GAO Calls for Stronger FHWA Oversight of Guardrails, Transition to New Standards

AASHTO Journal, 15 July 2016

The U.S. Government Accountability Office, the auditing arm of Congress, called in a recent report for stronger federal oversight of roadside guardrails that are meant to reduce injuries and deaths from traffic crashes in which vehicles move out of the roadway.

The report, conducted in response to a congressional request, did not specifically address issues related to Trinity Industries’ ET-Plus guardrail end terminal systems that have been the subject of litigation and a special round of crash tests.

But in explaining the origins of this audit, the GAO said that in 2014 a full 54 percent of U.S. traffic deaths occurred when a vehicle left the road. It noted that in recent years “a number of serious injuries and deaths resulted from crashes into roadside safety hardware,” so the GAO was tasked with reviewing the Federal Highway Administration’s oversight of such hardware.

The report’s title – “More Robust DOT Oversight of Guardrails and Other Roadside Hardware Could Further Enhance Safety” – sums up the GAO’s view that the U.S. Department of Transportation needs to take additional steps to bolster its safety mission for the devices.

The GAO said the FHWA oversees and promotes states’ installation of crash-tested safety hardware.
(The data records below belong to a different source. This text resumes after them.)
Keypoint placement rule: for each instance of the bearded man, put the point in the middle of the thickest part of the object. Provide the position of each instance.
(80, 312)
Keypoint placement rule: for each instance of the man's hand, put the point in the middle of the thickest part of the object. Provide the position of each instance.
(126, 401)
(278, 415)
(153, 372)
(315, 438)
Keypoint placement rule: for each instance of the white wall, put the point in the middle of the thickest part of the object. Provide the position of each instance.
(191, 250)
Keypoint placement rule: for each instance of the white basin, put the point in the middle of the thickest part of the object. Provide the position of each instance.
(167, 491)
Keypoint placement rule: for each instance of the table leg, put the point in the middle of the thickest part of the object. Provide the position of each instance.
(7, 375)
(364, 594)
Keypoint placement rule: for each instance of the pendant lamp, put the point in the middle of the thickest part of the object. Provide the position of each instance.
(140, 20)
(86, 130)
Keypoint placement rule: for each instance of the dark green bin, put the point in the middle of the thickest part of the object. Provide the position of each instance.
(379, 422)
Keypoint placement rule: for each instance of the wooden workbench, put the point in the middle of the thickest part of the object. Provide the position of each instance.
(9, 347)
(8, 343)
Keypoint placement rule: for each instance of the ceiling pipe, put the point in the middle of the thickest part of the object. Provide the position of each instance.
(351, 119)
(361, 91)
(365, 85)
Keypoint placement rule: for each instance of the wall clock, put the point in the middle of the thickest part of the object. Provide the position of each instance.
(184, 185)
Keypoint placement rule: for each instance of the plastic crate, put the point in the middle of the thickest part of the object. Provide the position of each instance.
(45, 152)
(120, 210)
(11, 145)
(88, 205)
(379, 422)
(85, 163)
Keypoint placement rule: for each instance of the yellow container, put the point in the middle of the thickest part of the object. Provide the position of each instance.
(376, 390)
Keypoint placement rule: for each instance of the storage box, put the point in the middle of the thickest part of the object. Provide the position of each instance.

And the FHWA, in partnership with the American Association of State Highway and Transportation Officials, recently established a schedule for state departments of transportation to install guardrails that meet updated standards from the “Manual for Assessing Safety Hardware.”

But it said that “some inconsistencies across state practices exist, and states’ movement to require installation of devices successfully tested to updated, improved crash test standards . . . has been slow.”

The FHWA, the report continued, “currently does not have a monitoring plan to report on progress to meeting the established dates” to transition to MASH-standards equipment. “Monitoring and reporting would allow FHWA to keep decision-makers aware of progress and position FHWA to take corrective actions as needed.”

However, the report noted that the FHWA “has contracted for a full examination of its roadside safety hardware oversight processes and expects a report with recommendations for potential changes to these processes” later this summer.

The GAO also said that “six of the nine accredited U.S. crash test laboratories evaluate products that were developed by employees of the parent organization,” a situation the auditors called “a potential threat to lab independence.” The FHWA, the report added, “relies heavily on the labs to make a pass/fail determination” of products they test.

It said some other federal agencies require third-party verification of test results of labs they deal with, but that the FHWA does not have such a process. “Developing a process for third-party verification of roadside safety hardware’s lab test results could provide greater assurance that potential threats to independence are fully addressed,” the GAO said.